Another idea would just be a normal casino that was owned by a charitable foundation or trust -a "Profit for Good" casino. People could get the exact same value proposition they get from other normal casinos, but by patronizing the Profit for Good Casino, they (in expectation)would be helping save lives or otherwise better the world.
You could have a great night in which you win hundreds or thousands of dollars, but even if you lose, they know that your losses are helping to dramatically better the world.
A cynic reads this as "you could have a great night in which you deprive a few hundred people of malaria nets, but at least in the long run they and also random unrelated and typically obnoxious corporations might stand to benefit from the gambling addiction this has instilled in you....". Possibly the first part of the proposition is slightly less icky if the house is simply taking a rake from a competitors in a game of skill, but still.

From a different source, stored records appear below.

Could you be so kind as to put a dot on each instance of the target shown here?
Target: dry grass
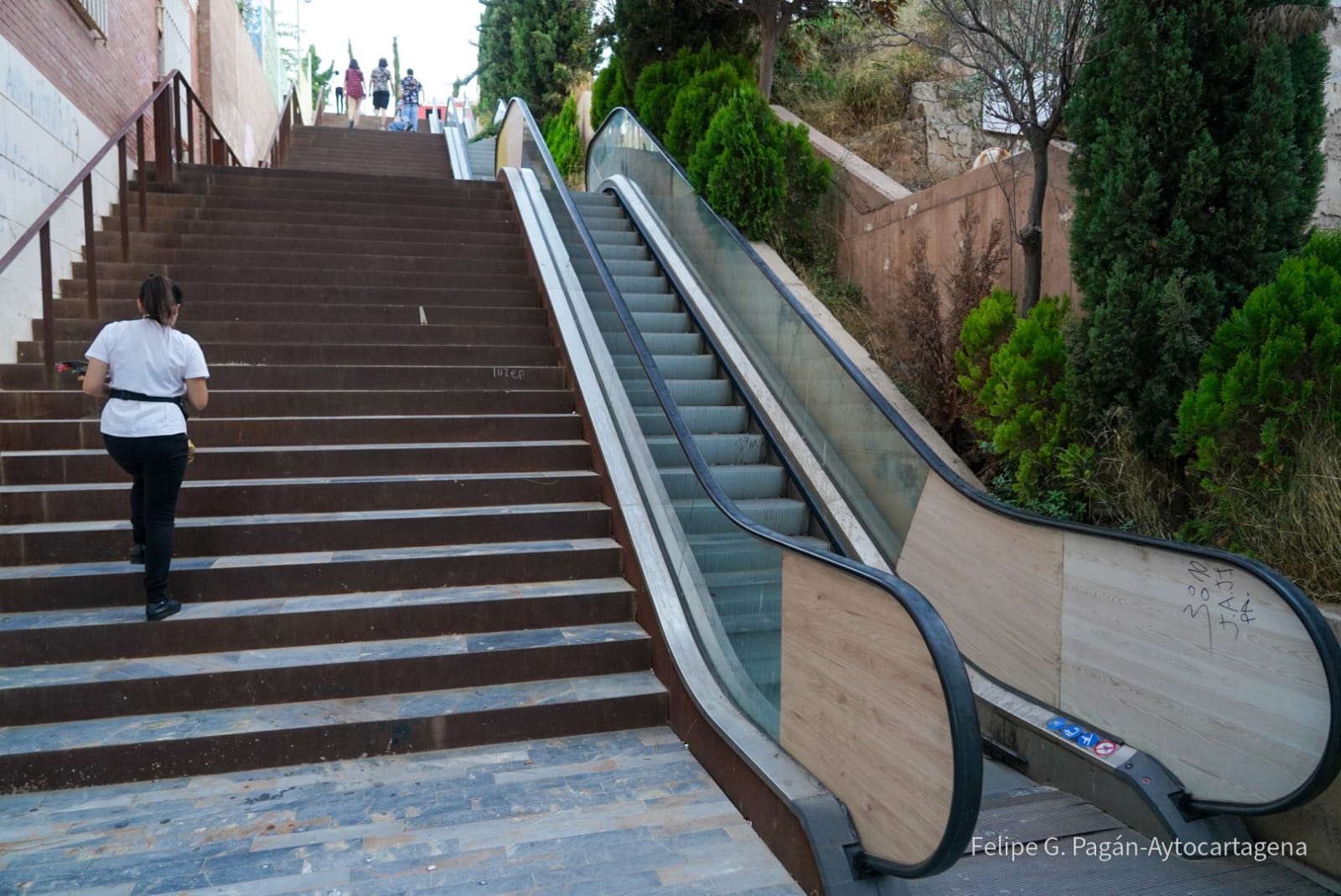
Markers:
(1296, 529)
(857, 91)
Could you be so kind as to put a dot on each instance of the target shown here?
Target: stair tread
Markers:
(298, 558)
(281, 717)
(302, 480)
(310, 655)
(274, 520)
(97, 617)
(397, 446)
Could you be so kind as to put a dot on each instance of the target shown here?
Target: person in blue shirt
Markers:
(411, 89)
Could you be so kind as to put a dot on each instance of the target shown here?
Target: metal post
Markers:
(191, 127)
(140, 174)
(91, 250)
(122, 199)
(49, 314)
(163, 137)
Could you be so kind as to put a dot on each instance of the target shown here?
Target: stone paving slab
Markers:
(621, 813)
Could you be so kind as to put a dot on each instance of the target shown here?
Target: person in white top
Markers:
(148, 372)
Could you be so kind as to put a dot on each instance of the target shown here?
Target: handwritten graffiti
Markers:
(1213, 597)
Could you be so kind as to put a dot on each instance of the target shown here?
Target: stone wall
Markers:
(232, 82)
(878, 219)
(64, 93)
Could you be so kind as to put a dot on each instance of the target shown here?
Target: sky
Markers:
(435, 37)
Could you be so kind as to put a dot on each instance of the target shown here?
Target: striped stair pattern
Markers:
(742, 573)
(392, 536)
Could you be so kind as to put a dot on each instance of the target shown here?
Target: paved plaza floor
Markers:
(629, 811)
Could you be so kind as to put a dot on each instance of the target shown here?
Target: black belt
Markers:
(127, 395)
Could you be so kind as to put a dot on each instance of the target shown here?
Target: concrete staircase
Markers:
(392, 536)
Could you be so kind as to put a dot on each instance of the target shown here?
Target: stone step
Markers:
(207, 174)
(55, 503)
(353, 355)
(433, 263)
(116, 278)
(246, 462)
(456, 314)
(277, 402)
(194, 743)
(389, 334)
(247, 533)
(464, 290)
(277, 189)
(278, 251)
(39, 695)
(438, 377)
(228, 578)
(118, 632)
(369, 207)
(379, 230)
(66, 435)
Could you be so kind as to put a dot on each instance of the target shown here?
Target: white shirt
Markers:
(147, 357)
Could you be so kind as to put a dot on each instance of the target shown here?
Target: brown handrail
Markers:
(288, 114)
(169, 148)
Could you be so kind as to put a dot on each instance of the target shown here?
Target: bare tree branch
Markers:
(1291, 20)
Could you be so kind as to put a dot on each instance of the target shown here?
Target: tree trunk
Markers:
(774, 18)
(1032, 235)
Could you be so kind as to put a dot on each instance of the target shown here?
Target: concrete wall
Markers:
(232, 82)
(62, 94)
(1329, 200)
(878, 219)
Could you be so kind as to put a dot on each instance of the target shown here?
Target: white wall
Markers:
(44, 141)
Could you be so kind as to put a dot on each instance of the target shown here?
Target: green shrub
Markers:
(808, 180)
(986, 330)
(660, 84)
(565, 140)
(1026, 406)
(738, 165)
(695, 106)
(609, 91)
(1271, 369)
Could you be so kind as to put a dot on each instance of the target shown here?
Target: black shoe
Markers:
(161, 609)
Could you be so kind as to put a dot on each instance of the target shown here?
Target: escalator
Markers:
(683, 290)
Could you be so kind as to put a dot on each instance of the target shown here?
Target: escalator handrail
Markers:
(1311, 619)
(959, 697)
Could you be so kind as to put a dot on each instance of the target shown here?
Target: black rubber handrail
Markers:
(1329, 654)
(959, 697)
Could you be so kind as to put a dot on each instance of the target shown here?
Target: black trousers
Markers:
(158, 466)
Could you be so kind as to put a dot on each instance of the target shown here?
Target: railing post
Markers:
(141, 174)
(122, 199)
(49, 313)
(191, 127)
(91, 250)
(163, 137)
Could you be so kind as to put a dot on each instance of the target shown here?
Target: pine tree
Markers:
(1197, 171)
(536, 50)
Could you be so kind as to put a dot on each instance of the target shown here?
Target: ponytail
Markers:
(160, 298)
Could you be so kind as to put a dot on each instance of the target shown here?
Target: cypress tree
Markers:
(1197, 172)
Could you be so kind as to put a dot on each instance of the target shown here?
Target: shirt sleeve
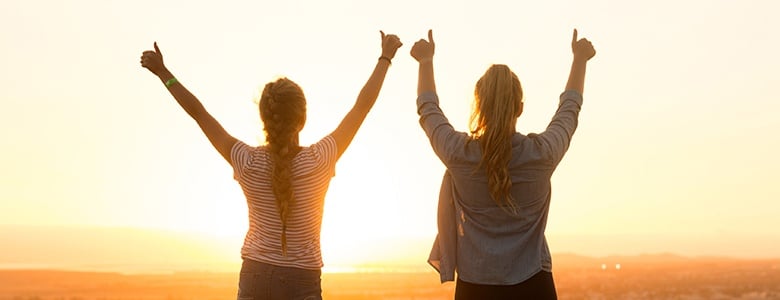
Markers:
(557, 137)
(325, 154)
(240, 156)
(445, 140)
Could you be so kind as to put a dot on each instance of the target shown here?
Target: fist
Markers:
(423, 50)
(152, 60)
(390, 44)
(582, 48)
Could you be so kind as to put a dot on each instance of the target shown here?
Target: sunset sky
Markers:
(676, 149)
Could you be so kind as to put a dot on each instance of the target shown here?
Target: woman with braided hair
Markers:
(284, 183)
(495, 195)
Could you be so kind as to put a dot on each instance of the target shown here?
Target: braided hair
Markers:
(283, 112)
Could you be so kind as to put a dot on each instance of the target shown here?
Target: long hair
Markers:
(283, 112)
(498, 102)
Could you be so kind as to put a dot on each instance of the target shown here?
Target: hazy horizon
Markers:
(675, 151)
(135, 250)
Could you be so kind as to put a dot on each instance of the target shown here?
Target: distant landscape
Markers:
(576, 277)
(46, 263)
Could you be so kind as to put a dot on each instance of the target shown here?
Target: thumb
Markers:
(574, 37)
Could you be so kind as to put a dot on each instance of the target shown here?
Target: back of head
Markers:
(283, 112)
(498, 102)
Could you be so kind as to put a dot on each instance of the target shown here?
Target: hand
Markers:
(582, 48)
(152, 60)
(423, 50)
(390, 44)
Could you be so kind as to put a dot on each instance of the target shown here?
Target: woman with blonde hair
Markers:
(495, 195)
(284, 183)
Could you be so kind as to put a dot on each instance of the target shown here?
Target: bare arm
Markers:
(349, 126)
(582, 51)
(423, 51)
(219, 138)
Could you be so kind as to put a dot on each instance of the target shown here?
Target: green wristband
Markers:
(171, 82)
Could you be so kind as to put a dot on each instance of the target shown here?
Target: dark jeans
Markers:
(261, 281)
(538, 287)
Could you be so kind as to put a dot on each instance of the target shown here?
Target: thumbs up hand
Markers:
(153, 61)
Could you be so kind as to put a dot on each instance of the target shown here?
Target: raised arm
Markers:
(367, 97)
(582, 51)
(559, 132)
(446, 142)
(217, 135)
(423, 51)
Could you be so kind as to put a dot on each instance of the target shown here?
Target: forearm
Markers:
(186, 100)
(366, 99)
(370, 92)
(425, 81)
(577, 75)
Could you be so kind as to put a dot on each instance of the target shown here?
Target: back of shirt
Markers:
(312, 169)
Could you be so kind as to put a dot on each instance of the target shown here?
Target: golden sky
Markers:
(677, 138)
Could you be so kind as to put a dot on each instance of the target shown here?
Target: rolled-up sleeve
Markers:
(443, 137)
(557, 137)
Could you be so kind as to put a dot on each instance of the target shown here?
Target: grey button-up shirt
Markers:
(477, 238)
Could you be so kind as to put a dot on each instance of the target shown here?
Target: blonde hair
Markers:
(283, 111)
(498, 99)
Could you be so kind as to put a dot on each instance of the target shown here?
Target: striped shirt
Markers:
(312, 169)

Maybe I just know too many people broken by gambling.
I think the same amount of healthy and problem gambling would take place in aggregate regardless of whether there was a PFG casino among a set of casinos. But maybe some people would choose to migrate that activity toward the PFG casino, so that more good could happen (they're offering the same odds as competitors).
It comes down to whether you're OK with getting involved in something icky if the net harm you cause to gamblers is zero and you can produce significant good in doing so. For me, this doesn't really pose a problem.
I don't see any reason to believe that the same amount of gambling would take place in aggregate. Most entertainment businesses grow the market and this one is promoting new motivations for potentially different people to participate in an activity which is often addictive. And if you're running a bricks and mortar casino you're facing the same high operating costs as the competition: I don't see any reason to believe you'd reach profitability without putting in similar amounts of effort to entice new players, encourage people to return on days they weren't planning to gamble and encouraging people to shovel more money into machines after they've already lost more than they planned.
I think you pointed out the ickiest part of this proposal very well, though: I’d be motivated to encourage people to donate (gamble) more then they were planning to.
I don’t find brick and mortar casino of this type compelling, for this reason. In the online case expenses should be relatively low given the existing infrastructure
Hi Brad,
There is already Great.com, "the world’s first casino affiliate that donates 100% of its profits to charity", which was started by Erik Bergman. Founders Pledge has a profile on Eric, and this interview also seems relevant.
Yes Thisj Jacobs mentioned below, but thanks for bringing to my attention.